There was enough redundancy that if one or two containers supporting a service went down, there were still enough running to handle any request. Once the system noticed that there was a failure, it immediately reconfigured the proxy. Requests no longer went to those missing containers, and new containers were rescheduled to take their place. Once the new containers were ready, the proxy was once again reconfigured to send traffic to them.

Approach

Actually building out a solution using a containerization approach isn’t very time consuming. The biggest time consumers are identifying how the pipeline should work to best support the business, and then turning those parameters into programmatic rules.

In order to ensure the success of this deployment, it is also very important to educate the groups that will be interacting with the pipeline. It is relatively easy to implement a help system via Hubot, but the teams also need education on why this is being done and how it helps them be more productive. A failure to secure team buy-in can lead to a lot of pushback and harm.

In order to ensure the success of this deployment, it is also very important to educate the groups that will be interacting with the pipeline.

Levvel wanted to ensure continuity while transitioning between the legacy infrastructure and the containerized solution. Levvel identified small areas where they could run some applications and services parallel to their containerized counterparts. This slowed the transition of all the instances of those applications/services to containers as Levvel gained confidence in the test group. Eventually, all the applications/services would be transitioned to containers and from an external view, nothing had changed.

Value and Benefits

After their engagement with Levvel, the insurance company’s error-prone, time-consuming deployments are now automated and reliable. What previously took several hours now takes just several minutes, and resources are used more efficiently. Business rules are enforced on the deployment pipeline ensuring changes don’t skip a step or miss an approval. The company has gained end-to-end visibility and accountability into their entire process.

What previously took several hours now takes just several minutes, and resources are used more efficiently.

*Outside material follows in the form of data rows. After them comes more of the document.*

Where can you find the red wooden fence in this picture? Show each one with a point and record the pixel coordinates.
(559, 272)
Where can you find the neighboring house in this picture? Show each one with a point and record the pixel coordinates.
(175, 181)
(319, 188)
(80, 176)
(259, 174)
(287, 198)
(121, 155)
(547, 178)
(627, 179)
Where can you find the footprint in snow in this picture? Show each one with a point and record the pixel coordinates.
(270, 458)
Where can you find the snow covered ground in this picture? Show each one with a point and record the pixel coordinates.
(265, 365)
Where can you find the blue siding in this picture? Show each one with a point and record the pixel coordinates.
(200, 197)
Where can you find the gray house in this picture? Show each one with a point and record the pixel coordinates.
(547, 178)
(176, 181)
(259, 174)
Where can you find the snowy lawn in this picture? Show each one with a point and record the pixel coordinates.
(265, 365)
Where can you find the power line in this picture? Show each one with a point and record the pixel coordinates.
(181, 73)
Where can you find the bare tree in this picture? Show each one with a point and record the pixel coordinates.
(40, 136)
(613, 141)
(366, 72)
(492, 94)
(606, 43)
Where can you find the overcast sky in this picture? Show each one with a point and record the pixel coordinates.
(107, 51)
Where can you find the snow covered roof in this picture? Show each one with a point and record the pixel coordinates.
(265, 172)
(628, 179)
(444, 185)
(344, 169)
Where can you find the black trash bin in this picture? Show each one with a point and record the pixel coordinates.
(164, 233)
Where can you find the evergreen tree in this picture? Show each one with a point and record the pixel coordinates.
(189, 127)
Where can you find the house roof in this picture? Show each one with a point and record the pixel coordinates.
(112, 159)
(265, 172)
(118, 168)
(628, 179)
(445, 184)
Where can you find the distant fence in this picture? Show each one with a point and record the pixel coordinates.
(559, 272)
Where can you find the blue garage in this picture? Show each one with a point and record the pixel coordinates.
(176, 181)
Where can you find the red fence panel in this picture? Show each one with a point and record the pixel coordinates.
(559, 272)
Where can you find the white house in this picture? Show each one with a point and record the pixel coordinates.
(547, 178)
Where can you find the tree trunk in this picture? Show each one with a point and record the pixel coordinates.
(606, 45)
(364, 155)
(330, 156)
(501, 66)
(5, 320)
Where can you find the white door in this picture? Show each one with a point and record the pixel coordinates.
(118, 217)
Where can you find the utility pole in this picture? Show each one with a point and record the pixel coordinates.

Levvel’s efforts significantly reduced resource costs, going from over 150 servers to just 15. This solution also limited losses from downtime via the HA (high availability) nature and self-healing properties enabled through Nomad with Docker. Even more savings were realized by freeing up resources to do work that carried a higher value.

Closing

The containerization approach is agnostic to the languages on which the applications are built. It can be used with practically any source code repository, CI (continuous integration), team communication platform, or other existing infrastructure. Once these tools are integrated and automation processes are created, one just needs to write the rules that apply to their current system’s specific needs.

While containerization may not be the right choice for every business, the ability to automatically recover from failures and the benefits of having HA built into existing infrastructure can be realized by any organization. This same pattern can be used with or without containers, or in a hybrid environment. It greatly simplifies management of a company’s infrastructure, and it can also be used as an easy way to transition from a non-container solution to a fully containerized one.

More holistically, the transformation achieved through the selection and integration of appropriate DevOps tooling—coupled with a thorough understanding of the challenges facing development and operations resources at the beginning of the project—improved quality and efficiency in ways that benefited both IT and business teams. Developers were enabled to make product improvements faster and with fewer errors. Operations teams had manual, error-prone processes completely automated, allowing them to focus on more valuable initiatives. Legal and compliance teams simplified their workflow and communication with technology. And, most importantly, these changes drove expense reductions through more efficient use of computing resources.